In a bid to accelerate the transition to electric vehicles (EVs), the White House is spearheading a multi-billion-dollar initiative that now also threatens to disrupt President Joe Biden’s pro-labor platform ahead of his 2024 reelection bid. The administration’s plan, aimed at reducing greenhouse gas emissions and curbing the reliance on traditional gas-powered vehicles, has caused concerns among American auto workers.

The workers fear that the shift away from gasoline-powered vehicles could result in job displacement and an unequal distribution of benefits. At the forefront of the concerns is the United Auto Workers (UAW) union, which has expressed reservations about the effects of this transition on their members. It has set the stage for the looming threat of a work stoppage on Sept. 14, when the union’s contracts with General Motors, Ford and Stellantis, are set to expire.

“September 14th is a deadline, not a reference point, so it is in the best interest for this corporation to get down to business with our bargaining committee and get to work to resolve the demands of the membership,” UAW President Shawn Fain said. “It’s time to get to work. We have 63 days, and the clock is ticking.”

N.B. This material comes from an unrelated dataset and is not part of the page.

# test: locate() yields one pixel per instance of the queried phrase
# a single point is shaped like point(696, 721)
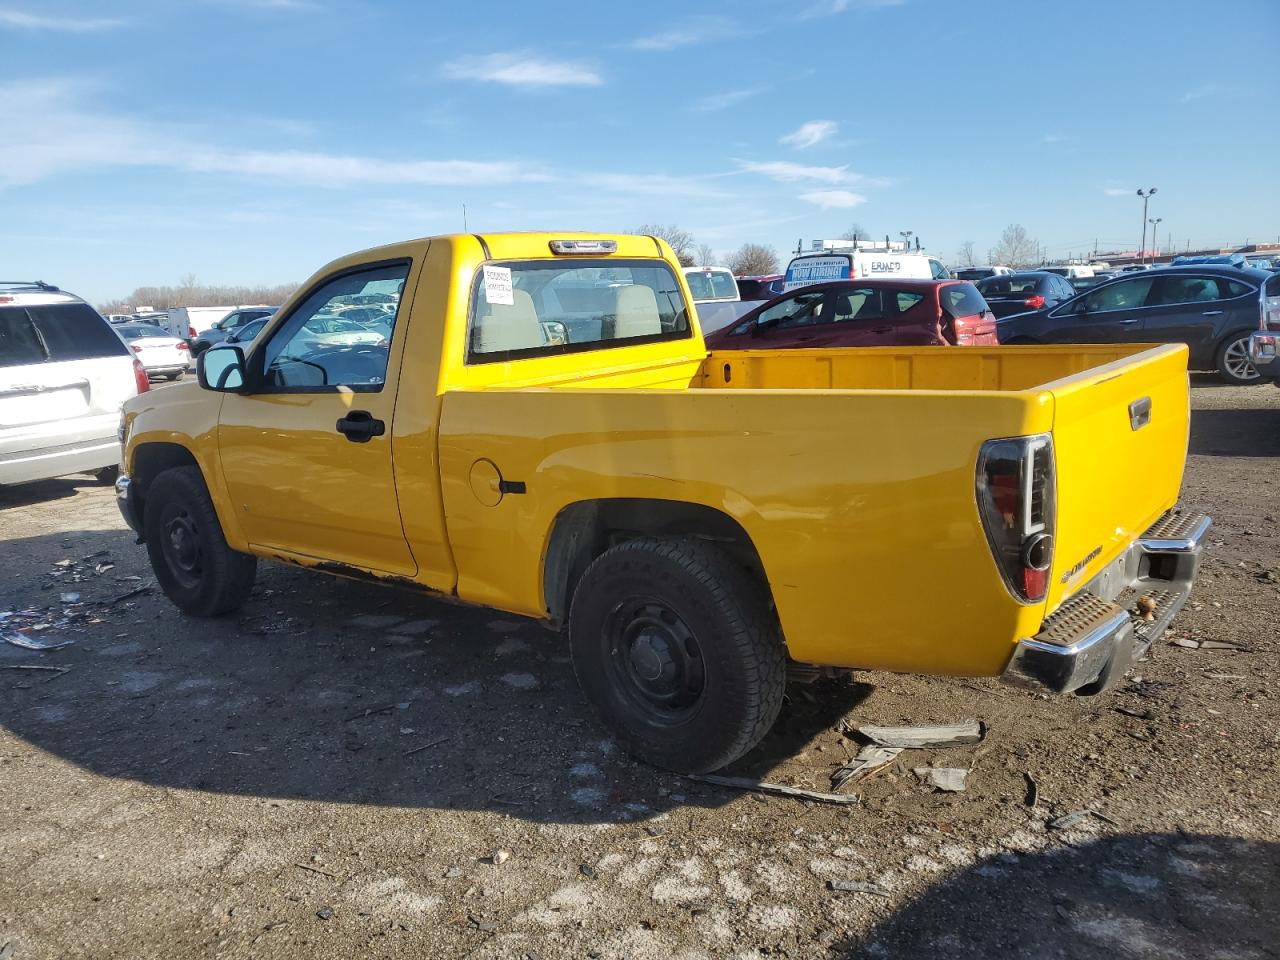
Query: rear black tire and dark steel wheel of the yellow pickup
point(679, 651)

“To be clear, I and the UAW leadership support this transition, but it must be a just transition,” UAW Vice President Mike Booth said. “These must not only be union jobs, but they must be jobs that maintain the wages, benefits, and safety standards that generations of UAW members have fought for.”

Workers within EV factories are currently subject to different labor requirements compared to those in traditional auto plants, leading to wage disparities that the UAW claims are substantial.

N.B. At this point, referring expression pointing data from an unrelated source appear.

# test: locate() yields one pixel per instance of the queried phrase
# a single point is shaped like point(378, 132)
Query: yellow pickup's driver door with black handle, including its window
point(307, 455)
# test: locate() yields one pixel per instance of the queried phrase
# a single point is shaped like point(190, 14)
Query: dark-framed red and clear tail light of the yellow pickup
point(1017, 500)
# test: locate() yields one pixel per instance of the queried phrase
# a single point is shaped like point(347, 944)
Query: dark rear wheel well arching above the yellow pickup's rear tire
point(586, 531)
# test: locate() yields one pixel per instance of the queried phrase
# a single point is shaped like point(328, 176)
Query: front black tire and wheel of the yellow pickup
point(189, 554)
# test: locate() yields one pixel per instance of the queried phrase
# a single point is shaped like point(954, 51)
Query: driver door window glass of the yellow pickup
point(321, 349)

According to the union, employees at EV battery plants earn roughly half the wages of senior unionized workers in assembly plants, raising concerns about income inequality within the industry. To address these issues, the UAW is advocating for the inclusion of these EV battery plant workers within the union.

“We have to be a lot more aggressive to negotiate better agreements, to set a standard that raises people up to a middle-class life,” Fain said of UAW’s intentions.

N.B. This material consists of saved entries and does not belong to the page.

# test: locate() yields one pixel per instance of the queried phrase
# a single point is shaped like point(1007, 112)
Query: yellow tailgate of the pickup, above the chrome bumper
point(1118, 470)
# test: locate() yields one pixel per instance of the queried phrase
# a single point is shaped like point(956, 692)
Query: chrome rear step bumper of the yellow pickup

“People are being paid more at McDonald’s in Ohio than they are at the battery plant there,” Rep. Debbie Dingell, D-Mich., said.

Making this conflict increasingly complicated is the shared ownership of many EV plants with battery companies. This joint ownership necessitates negotiations involving both automakers and battery manufacturers, adding another hurdle to labor discussions and negotiations.

As tensions escalate, this latest strike threat follows a month in which more work stoppages occurred in the United States than in all of 2022. A worrisome trend for the reelection efforts of Biden, who has referred to himself as the “most pro-union president leading the most pro-union administration in American history.” 

“Labor knows that President Biden knows that he will not be reelected unless he gets their strong support,” said Erik Gordon, a University of Michigan business professor. “They’re going to make Biden dance to get the votes.”

So far, the UAW has withheld its endorsement of Biden as its 150,000 workers prepare for the possibility of hitting the picket line. However, this also potential strike comes as the electric vehicle industry reaches another crossroads.

Industry experts suggest that the initial wave of EV adoption, driven by early adopters, has plateaued. This shift is spurring automakers to adjust their efforts and cater to a more price-sensitive consumer base, which has also caused alterations to the electrification goals of many automotive leaders. Major automakers including Ford, GM, Mazda, Volkswagen, and Mercedes have already revisited their EV plans to align with this changing consumer landscape.